Search code examples
c#akkaakka.net

Akka.net restart actor system termination on node quarentined


We are developing a cluster with Akka.net v1.4.38 on we have seed nodes that communicate with a external system using Akka.IO.TCP, and multiple client nodes that receive and send messages to seed nodes. If a client node lost communication with the cluster we need to restart the Akka actor system on this node because is quarentined. We created a Actor that listen AssociationErrorEvent and ThisActorSystemQuarantinedEvent and restart the system when receive this messages.

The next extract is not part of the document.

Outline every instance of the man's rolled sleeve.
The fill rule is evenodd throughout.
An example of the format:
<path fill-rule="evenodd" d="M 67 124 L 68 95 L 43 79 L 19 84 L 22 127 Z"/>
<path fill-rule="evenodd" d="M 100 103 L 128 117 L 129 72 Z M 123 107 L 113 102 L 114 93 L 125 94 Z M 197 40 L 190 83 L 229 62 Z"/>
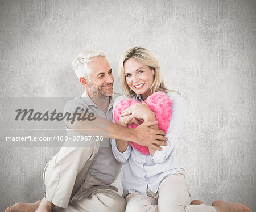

public class ErrorManagerActor: ReceiveActor {
    public ErrorManagerActor(Action action) {
        Receive<ThisActorSystemQuarantinedEvent>(m => {
            action();
        });
        Receive<AssociationErrorEvent>(m => {
            action();
        });
    }
}

The problem is that the actor system never stop and show a warning in console:

[CoordinatedShutdown (akka://xxxxx)] Coordinated shutdown phase [actor-system-terminate] timed out after 00:00:10

We created a UnitTest to reproduce the problem.

    [Test]
    public void TerminateSystemTest() {
        var actor = Sys.ActorOf(Props.Create<ErrorManagerActor>(() => {
            if (!Sys.Terminate().Wait(10000))
                Assert.Fail("Unable to terminate actor system");
            terminatedEvent.Set();
        }));
        Sys.EventStream.Subscribe(actor, typeof(AssociationErrorEvent));
        Sys.EventStream.Subscribe(actor, typeof(ThisActorSystemQuarantinedEvent));
        var cluster = Cluster.Get(Sys);
        Sys.EventStream.Publish(new ThisActorSystemQuarantinedEvent(cluster.SelfAddress, cluster.SelfAddress));
        terminatedEvent.WaitOne();
    }

Solution

  • The reason why your test fails is that in order for the ActorSystem to terminate it has to kill all actors first, including the one running your test assertion. So having an actor execute a blocking Task.Wait on System.Terminate will result in a deadlock.

    To fix this in a production system, just don't wait on the Task.